Suspicions are turning to farms in southern China's Yunnan Province, about 1,000 kilometres from Wuhan, where the closest known relative of SARS-CoV-2, a bat crown with a genetic resemblance of up to 96%, was found in 2013.

Another four related coronaviruses were identified this week in Yunnan province, one of whom shares 96% of its genetic material with the pandemic coronavirus.

Wildlife farms are part of an unusual project promoted by the Chinese government for 20 years.

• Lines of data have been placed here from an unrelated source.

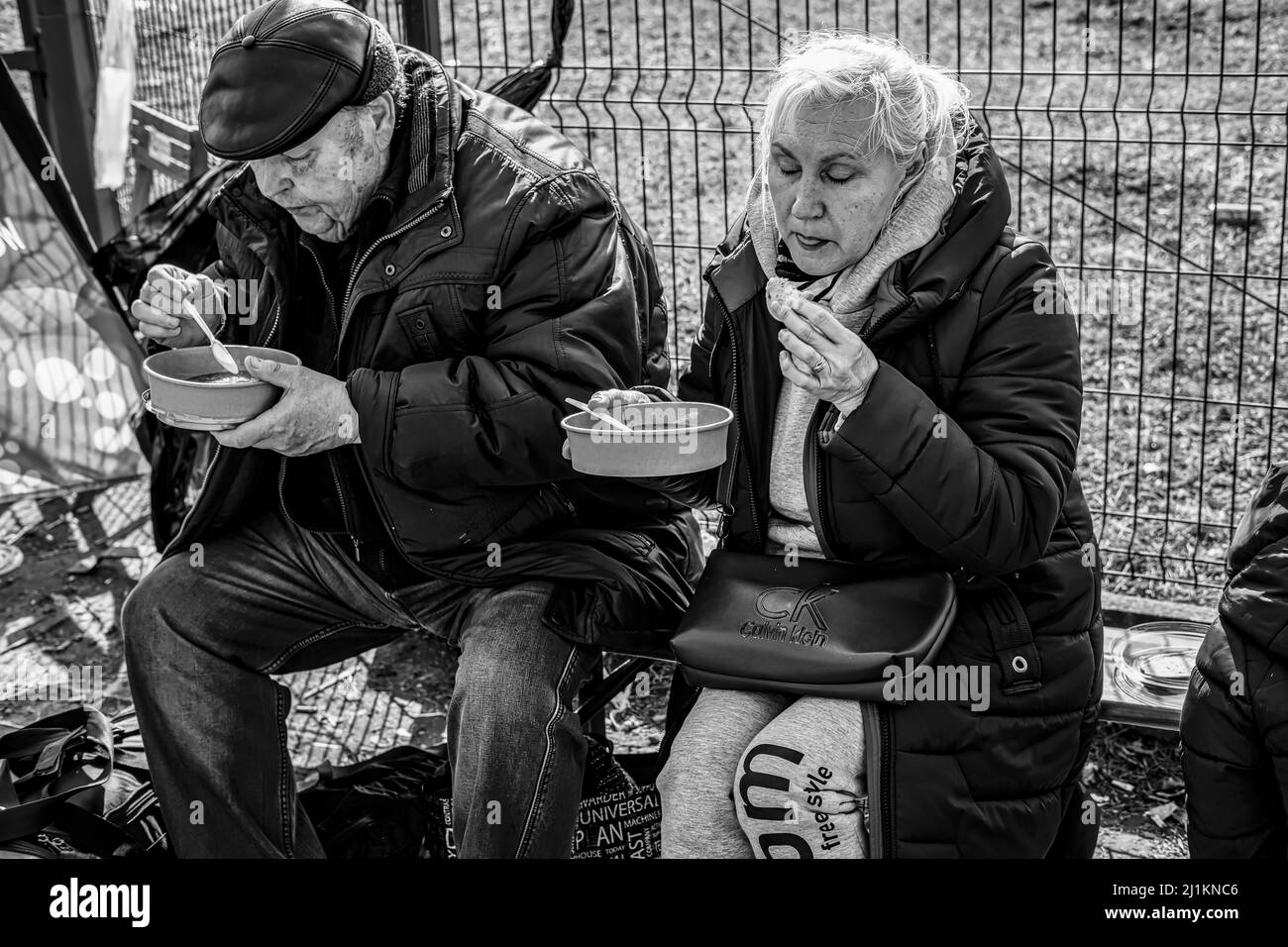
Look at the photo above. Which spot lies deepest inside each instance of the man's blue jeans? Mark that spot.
(204, 634)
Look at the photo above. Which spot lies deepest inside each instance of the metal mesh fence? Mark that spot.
(1125, 129)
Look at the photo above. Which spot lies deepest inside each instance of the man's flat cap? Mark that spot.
(284, 69)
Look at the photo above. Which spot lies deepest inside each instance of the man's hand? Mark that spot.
(162, 315)
(313, 415)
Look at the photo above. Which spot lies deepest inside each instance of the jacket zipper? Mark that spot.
(737, 398)
(876, 733)
(201, 491)
(362, 261)
(335, 361)
(874, 328)
(814, 458)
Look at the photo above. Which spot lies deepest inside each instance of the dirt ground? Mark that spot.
(60, 608)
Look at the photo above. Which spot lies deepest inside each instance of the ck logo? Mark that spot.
(789, 603)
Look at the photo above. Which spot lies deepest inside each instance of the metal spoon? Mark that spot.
(226, 361)
(612, 420)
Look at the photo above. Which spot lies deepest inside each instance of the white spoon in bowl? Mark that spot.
(601, 416)
(226, 361)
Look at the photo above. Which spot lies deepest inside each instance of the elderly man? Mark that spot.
(449, 269)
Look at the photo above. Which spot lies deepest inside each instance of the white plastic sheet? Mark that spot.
(115, 95)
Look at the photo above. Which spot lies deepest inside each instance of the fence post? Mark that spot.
(421, 26)
(64, 39)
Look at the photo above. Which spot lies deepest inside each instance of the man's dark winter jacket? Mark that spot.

"China has promoted wildlife farming as a means to alleviate poverty among the province's populations," Dazsak said.

"They take exotic animals, such as muskrats, thorns, pangolos, nocturnal animals, bamboo rats and raise them in captivity," he said.

The breeding program "was very successful. In 2016, wildlife farms employed 14 million people in a $70 billion industry.

Everything suddenly changed at the beginning of the pandemic. On February 24, 2020, Beijing changed its policy. "They issued a declaration saying they would stop raising wild animals as food," Dazsak said.

The explanation he gives himself to the sudden turnaround is that Beijing suspected farms as a source of evil. The farms were instructed to kill and bury all farmed animals.

Some of the farmed animals, such as muskrats and pangolins, are known to be affected by coronaviruses.

During the WHO mission in Wuhan city, where the first cases of Covid-19 were recorded in late 2019, the agency's experts found evidence that South China Sea farms, including Yunnan Province, supplied animals to Wuhan's central market, which is associated with the first known cases.

Dazsak believes, however, that the coronavirus first switched to humans not in Wuhan but in southern China. "That's what the situation looks like," he said.

A second member of the WHO mission in China also spoke to NPR. Linfa Wang, a virusologist who studies bat viruses at Dukle-NUS Medical School in Singapore, agreed with his colleague that China that farms were an ideal corridor through which a bat virus could reach Wuhan.

"China closed this route for a reason," he said. "In February 2020, they thought this was the most likely route."

"And when the WHO report is made public [...] we also believe that this was the most likely route."

The next step, Dazsak said, is to identify the species that acted as an intermediate host for the transfer of the virus from bats to humans.

The WHO's finding on the origin of the pandemic is expected in two weeks.